In other words, apply a big dose of caution in how you apply value to the sentiments expressed on social sites. We have a long way to go before meaningful analysis can enhance business strategy with a deep understanding of customer sentiment toward a product or service.
It's not that sentimental value doesn't have its place, particularly from an analytics perspective. Sentimental value requires measurement, after all. But its measurement methodology differs from what we've used for Websites so far.
But consumer sentiment appears on the algorithms of social media platforms as well as on Web pages. With current social media analytics tools approaching message exposure in different ways, capturing the value underlying a comment includes some unrefined assumptions. You can deduce a visitor's impression of a Website from measurements such as average time on the site and number of page views. But does a word shown in a social media feed really constitute an "impression" that truly influences followers?
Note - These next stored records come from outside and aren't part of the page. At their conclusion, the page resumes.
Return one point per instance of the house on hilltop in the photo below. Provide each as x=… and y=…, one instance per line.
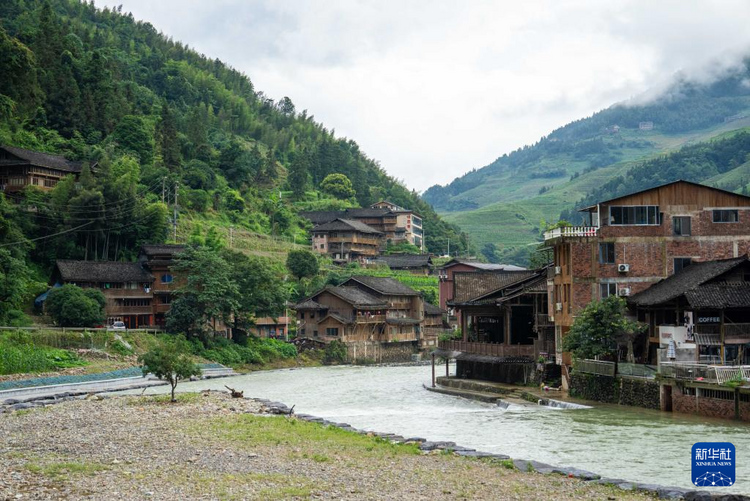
x=20, y=168
x=347, y=240
x=417, y=264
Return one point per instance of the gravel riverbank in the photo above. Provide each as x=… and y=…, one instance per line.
x=209, y=446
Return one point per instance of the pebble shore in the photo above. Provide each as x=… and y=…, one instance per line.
x=130, y=447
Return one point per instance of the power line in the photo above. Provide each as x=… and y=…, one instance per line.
x=46, y=236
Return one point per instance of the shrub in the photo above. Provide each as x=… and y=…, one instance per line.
x=170, y=360
x=71, y=306
x=335, y=353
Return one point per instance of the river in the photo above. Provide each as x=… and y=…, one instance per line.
x=614, y=441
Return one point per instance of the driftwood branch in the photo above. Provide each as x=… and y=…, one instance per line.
x=235, y=393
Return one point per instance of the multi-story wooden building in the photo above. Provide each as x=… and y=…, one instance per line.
x=362, y=309
x=20, y=168
x=408, y=222
x=138, y=293
x=395, y=223
x=636, y=240
x=347, y=240
x=446, y=283
x=417, y=264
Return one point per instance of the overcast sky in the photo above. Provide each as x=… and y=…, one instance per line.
x=432, y=89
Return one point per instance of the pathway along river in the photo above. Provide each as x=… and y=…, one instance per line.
x=614, y=441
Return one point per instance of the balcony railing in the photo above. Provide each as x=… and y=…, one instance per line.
x=706, y=373
x=489, y=349
x=571, y=231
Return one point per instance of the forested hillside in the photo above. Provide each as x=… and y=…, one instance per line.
x=599, y=157
x=157, y=117
x=161, y=130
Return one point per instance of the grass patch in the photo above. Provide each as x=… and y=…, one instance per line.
x=66, y=468
x=328, y=441
x=182, y=398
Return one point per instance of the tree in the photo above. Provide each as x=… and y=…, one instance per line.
x=302, y=264
x=338, y=185
x=170, y=360
x=71, y=306
x=600, y=328
x=134, y=135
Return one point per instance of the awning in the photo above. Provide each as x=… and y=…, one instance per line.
x=707, y=339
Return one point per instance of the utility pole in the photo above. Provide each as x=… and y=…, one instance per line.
x=174, y=219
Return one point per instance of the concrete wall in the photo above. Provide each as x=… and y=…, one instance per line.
x=373, y=351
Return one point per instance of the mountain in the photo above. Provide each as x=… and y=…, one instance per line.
x=599, y=157
x=161, y=123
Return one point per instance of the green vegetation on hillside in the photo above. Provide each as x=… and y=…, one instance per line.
x=161, y=130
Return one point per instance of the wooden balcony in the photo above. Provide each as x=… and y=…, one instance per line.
x=127, y=293
x=571, y=232
x=490, y=349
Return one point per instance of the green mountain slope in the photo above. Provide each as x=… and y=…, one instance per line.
x=163, y=122
x=503, y=205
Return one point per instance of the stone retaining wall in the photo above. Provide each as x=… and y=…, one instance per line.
x=615, y=390
x=380, y=353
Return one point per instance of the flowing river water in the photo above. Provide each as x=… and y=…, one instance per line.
x=614, y=441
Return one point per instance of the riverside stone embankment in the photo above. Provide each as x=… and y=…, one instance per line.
x=209, y=446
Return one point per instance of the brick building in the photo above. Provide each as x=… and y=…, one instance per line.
x=347, y=240
x=636, y=240
x=362, y=309
x=137, y=293
x=446, y=283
Another challenge is this: The algorithms in a social media feed rely on simple terms to display a person's sentiment, yet the linguistic definition of sentiment implies complex thought behind the expression. So how does a marketer get to the complex thoughts that lead to an action?
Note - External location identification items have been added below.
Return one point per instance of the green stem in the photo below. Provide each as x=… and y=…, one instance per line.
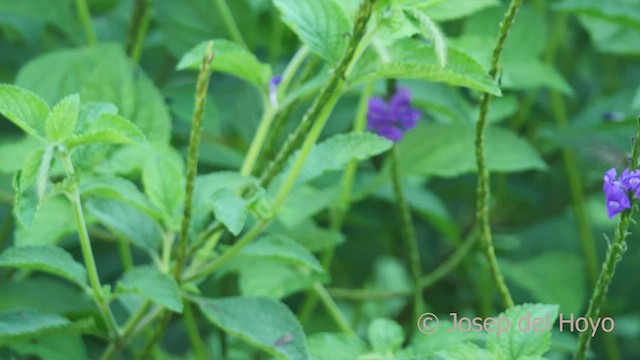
x=483, y=191
x=614, y=255
x=333, y=309
x=342, y=206
x=322, y=106
x=87, y=252
x=571, y=167
x=258, y=140
x=317, y=116
x=193, y=153
x=125, y=254
x=230, y=22
x=408, y=233
x=5, y=230
x=140, y=19
x=115, y=347
x=85, y=20
x=190, y=324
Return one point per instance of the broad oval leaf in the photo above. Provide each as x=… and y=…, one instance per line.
x=24, y=322
x=164, y=184
x=50, y=259
x=63, y=118
x=100, y=73
x=230, y=209
x=127, y=222
x=518, y=344
x=229, y=58
x=447, y=150
x=24, y=108
x=321, y=24
x=153, y=285
x=281, y=248
x=414, y=59
x=263, y=322
x=337, y=151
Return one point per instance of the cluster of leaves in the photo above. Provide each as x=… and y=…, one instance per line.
x=95, y=146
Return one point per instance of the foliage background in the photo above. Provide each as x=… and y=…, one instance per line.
x=573, y=60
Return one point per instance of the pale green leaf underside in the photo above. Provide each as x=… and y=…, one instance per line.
x=262, y=322
x=515, y=343
x=24, y=108
x=281, y=248
x=25, y=322
x=229, y=58
x=320, y=24
x=63, y=118
x=335, y=152
x=153, y=285
x=447, y=150
x=50, y=259
x=413, y=59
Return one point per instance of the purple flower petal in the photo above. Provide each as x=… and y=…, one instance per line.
x=630, y=180
x=617, y=200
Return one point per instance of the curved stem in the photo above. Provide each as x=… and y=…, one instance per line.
x=230, y=22
x=333, y=309
x=85, y=20
x=258, y=140
x=614, y=255
x=190, y=324
x=140, y=19
x=87, y=252
x=408, y=234
x=483, y=191
x=194, y=151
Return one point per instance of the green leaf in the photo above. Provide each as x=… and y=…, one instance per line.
x=50, y=259
x=447, y=150
x=39, y=292
x=23, y=322
x=230, y=209
x=326, y=346
x=273, y=279
x=117, y=188
x=107, y=128
x=385, y=336
x=229, y=58
x=63, y=118
x=127, y=222
x=101, y=73
x=281, y=248
x=30, y=169
x=153, y=285
x=552, y=278
x=320, y=24
x=265, y=323
x=455, y=9
x=43, y=224
x=626, y=13
x=23, y=108
x=164, y=184
x=59, y=345
x=337, y=151
x=15, y=151
x=414, y=59
x=304, y=202
x=529, y=333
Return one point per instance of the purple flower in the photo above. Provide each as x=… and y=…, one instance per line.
x=617, y=192
x=630, y=180
x=391, y=120
x=273, y=94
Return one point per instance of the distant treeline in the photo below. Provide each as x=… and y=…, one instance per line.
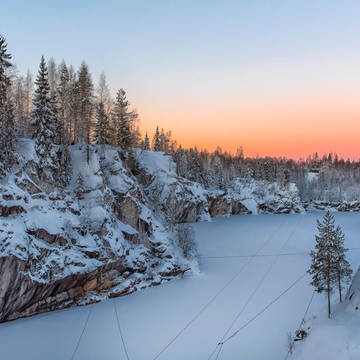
x=63, y=107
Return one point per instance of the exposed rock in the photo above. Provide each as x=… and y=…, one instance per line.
x=8, y=197
x=49, y=238
x=6, y=211
x=27, y=186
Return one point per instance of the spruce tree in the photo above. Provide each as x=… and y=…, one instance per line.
x=43, y=120
x=65, y=167
x=63, y=96
x=4, y=65
x=323, y=260
x=103, y=132
x=8, y=138
x=79, y=187
x=157, y=141
x=85, y=97
x=342, y=266
x=146, y=143
x=122, y=120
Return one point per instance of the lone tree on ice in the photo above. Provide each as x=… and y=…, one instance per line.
x=342, y=267
x=329, y=267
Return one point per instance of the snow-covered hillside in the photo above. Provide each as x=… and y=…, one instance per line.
x=110, y=232
x=58, y=250
x=177, y=321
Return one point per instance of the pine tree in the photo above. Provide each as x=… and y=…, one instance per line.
x=65, y=168
x=103, y=132
x=342, y=266
x=63, y=91
x=8, y=139
x=157, y=142
x=323, y=261
x=122, y=121
x=43, y=120
x=4, y=65
x=79, y=187
x=85, y=96
x=146, y=143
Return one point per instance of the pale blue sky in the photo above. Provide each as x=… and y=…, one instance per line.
x=198, y=58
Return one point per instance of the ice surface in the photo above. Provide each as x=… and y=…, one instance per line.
x=150, y=319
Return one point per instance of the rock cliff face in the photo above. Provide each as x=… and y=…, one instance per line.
x=59, y=249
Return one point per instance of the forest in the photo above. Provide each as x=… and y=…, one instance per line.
x=61, y=106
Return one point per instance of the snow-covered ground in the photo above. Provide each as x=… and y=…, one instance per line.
x=152, y=318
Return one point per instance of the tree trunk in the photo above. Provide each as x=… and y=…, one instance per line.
x=339, y=284
x=328, y=288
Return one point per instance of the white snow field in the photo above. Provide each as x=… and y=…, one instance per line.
x=151, y=319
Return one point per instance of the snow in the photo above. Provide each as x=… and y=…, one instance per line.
x=151, y=319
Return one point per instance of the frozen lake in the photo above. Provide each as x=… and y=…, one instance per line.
x=151, y=319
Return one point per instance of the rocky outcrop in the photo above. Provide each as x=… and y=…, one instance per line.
x=59, y=250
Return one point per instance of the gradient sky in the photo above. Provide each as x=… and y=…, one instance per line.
x=280, y=78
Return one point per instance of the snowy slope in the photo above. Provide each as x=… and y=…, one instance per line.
x=150, y=320
x=60, y=251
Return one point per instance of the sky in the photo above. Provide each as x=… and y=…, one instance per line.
x=280, y=78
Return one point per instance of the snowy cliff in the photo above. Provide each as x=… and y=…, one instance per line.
x=58, y=249
x=110, y=232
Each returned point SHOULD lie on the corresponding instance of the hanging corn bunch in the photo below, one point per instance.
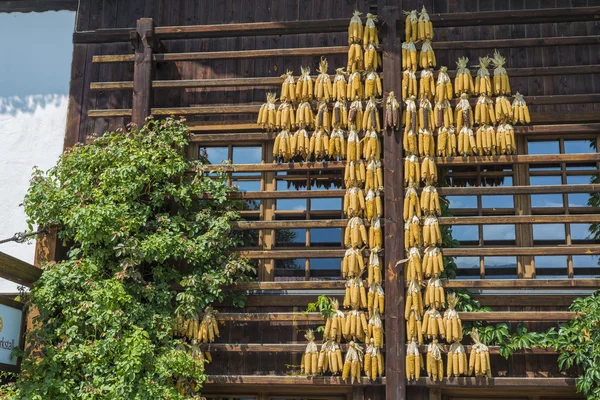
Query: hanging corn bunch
(466, 142)
(427, 56)
(463, 82)
(355, 29)
(426, 84)
(374, 363)
(485, 139)
(300, 144)
(414, 361)
(443, 86)
(483, 85)
(304, 85)
(434, 293)
(433, 262)
(352, 263)
(318, 145)
(453, 324)
(442, 114)
(414, 326)
(267, 114)
(339, 85)
(463, 113)
(284, 119)
(282, 148)
(371, 116)
(505, 139)
(414, 300)
(340, 115)
(372, 145)
(323, 85)
(373, 85)
(485, 111)
(435, 364)
(352, 363)
(392, 108)
(457, 360)
(500, 81)
(414, 266)
(428, 171)
(374, 269)
(310, 358)
(375, 235)
(413, 236)
(412, 170)
(430, 201)
(375, 299)
(411, 204)
(411, 27)
(433, 324)
(356, 325)
(520, 110)
(354, 202)
(479, 359)
(374, 178)
(335, 323)
(323, 120)
(356, 233)
(375, 330)
(304, 116)
(288, 87)
(503, 109)
(330, 358)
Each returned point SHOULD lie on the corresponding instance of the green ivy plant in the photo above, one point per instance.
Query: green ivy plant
(136, 217)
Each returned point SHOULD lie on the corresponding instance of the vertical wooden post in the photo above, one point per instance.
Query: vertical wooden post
(393, 199)
(143, 72)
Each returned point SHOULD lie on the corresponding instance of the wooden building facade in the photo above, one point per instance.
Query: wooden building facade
(212, 61)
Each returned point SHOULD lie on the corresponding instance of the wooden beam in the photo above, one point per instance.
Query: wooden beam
(18, 271)
(481, 284)
(143, 71)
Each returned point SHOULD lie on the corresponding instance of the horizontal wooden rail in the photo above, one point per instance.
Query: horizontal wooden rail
(301, 347)
(288, 380)
(271, 81)
(465, 316)
(510, 17)
(487, 284)
(342, 223)
(18, 271)
(454, 252)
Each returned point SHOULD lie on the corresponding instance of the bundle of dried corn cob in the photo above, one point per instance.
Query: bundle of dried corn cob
(374, 363)
(310, 357)
(433, 324)
(267, 114)
(452, 320)
(463, 82)
(414, 266)
(483, 84)
(375, 330)
(457, 360)
(288, 87)
(352, 363)
(479, 359)
(520, 110)
(375, 299)
(374, 268)
(414, 361)
(324, 87)
(500, 81)
(392, 108)
(435, 364)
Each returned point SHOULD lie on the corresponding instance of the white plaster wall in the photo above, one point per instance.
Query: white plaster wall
(35, 63)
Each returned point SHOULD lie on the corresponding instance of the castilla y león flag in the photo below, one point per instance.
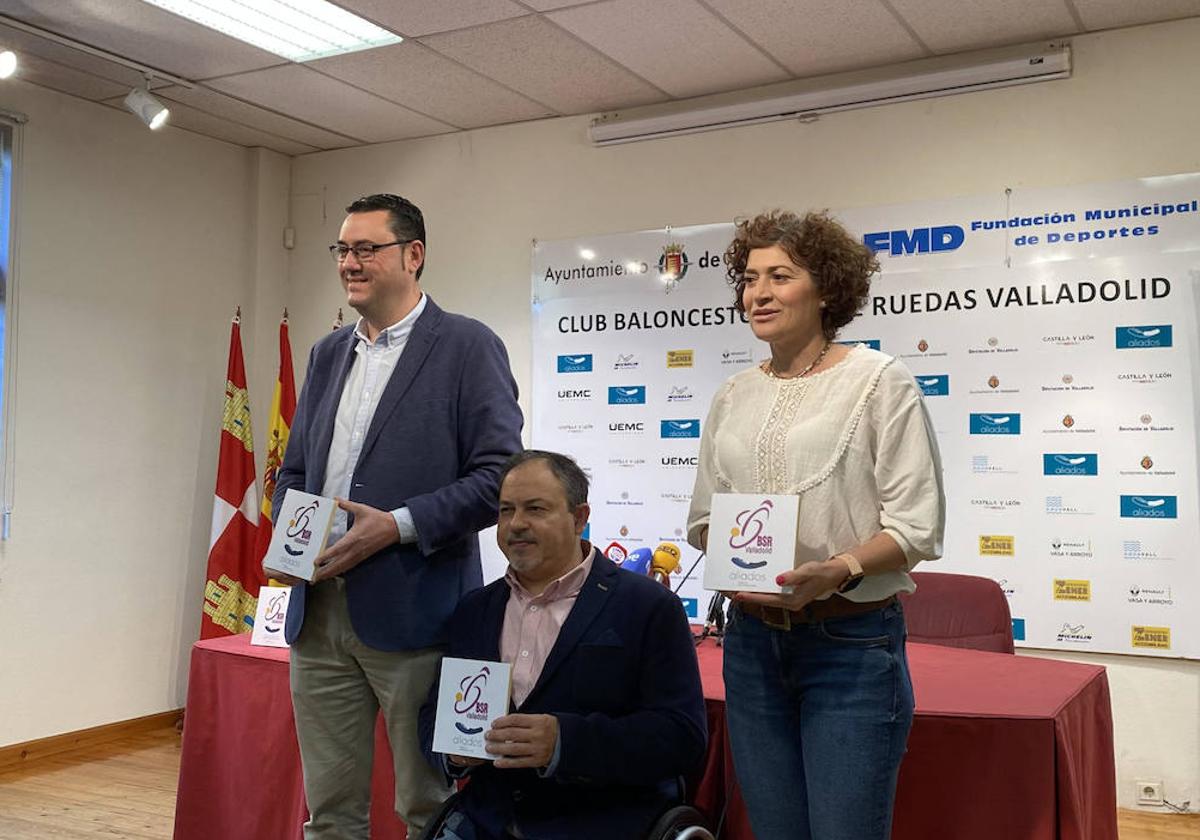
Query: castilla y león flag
(283, 408)
(231, 592)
A great example is a recent Twitter trend on the phrase "White Diamonds," which became popular when Elizabeth Taylor died. But did that trend translate into sales for White Diamonds, her fragrance for women?
I did a quick Google search. While the term trended during the news reports of Taylor's death, I saw no indication of an associated increase in sales for the perfume. In fact, I discovered White Diamonds was already the top-selling celebrity-endorsed fragrance in the world. So what lift could be expected from sentiment when you are at the top of the game?
Now, you could correctly argue that data has no value without its human interpretation. But beauty is in the eye of the beholder, and the training and insight of the given beholder in this case, the business intelligence analyst, is still playing catch-up to the fluid changes of the Internet. Even the technology is catching up. Just recently, Google and Webtrends updated their solutions with enhanced social media measurement capability, for example.
Dictionary.com offers another definition for sentiment: a thought influenced by or proceeding from feeling or emotion. But can 140 characters truly reflect one's thoughts?
A number of events and products stir a quick emotion, such as a song or a sports team. But for an engineered product, such as a car, you just aren't going to capture why people like it in a quick Tweet. And the more passionate someone is about such a product, especially if it has a strong community built up around it, the more detailed the explanation will be. Just ask an Apple MacBook Pro or a Porsche 911 owner.
In addition, you must account for cultural and contextual interpretation in analyzing expressed sentiments. Social media are offered on the go, rather than simply in front of a computer, so a marketer would have to deduce the context influencing the sentiment of a Tweet or series of Facebook comments, for example. Is the consumer sitting on a stalled train and venting about all things, products included, because he's harried? How can you tell?
Furthermore, getting to an understanding of context requires knowing where the consumer is located at the time of the Tweet. While the consumer must permit use of location information, this could tread into a negative sea of privacy management that can turn off consumers and make a sentimental value campaign a bust. To quote rap group Run DMC, when a consumer uses the word "bad," perhaps it's "not 'bad' meaning 'bad' but 'bad' meaning 'good.' " It's also tricky to get context.
How ready are we to assess sentimental value? As they say in Twitterland, #notwellatall.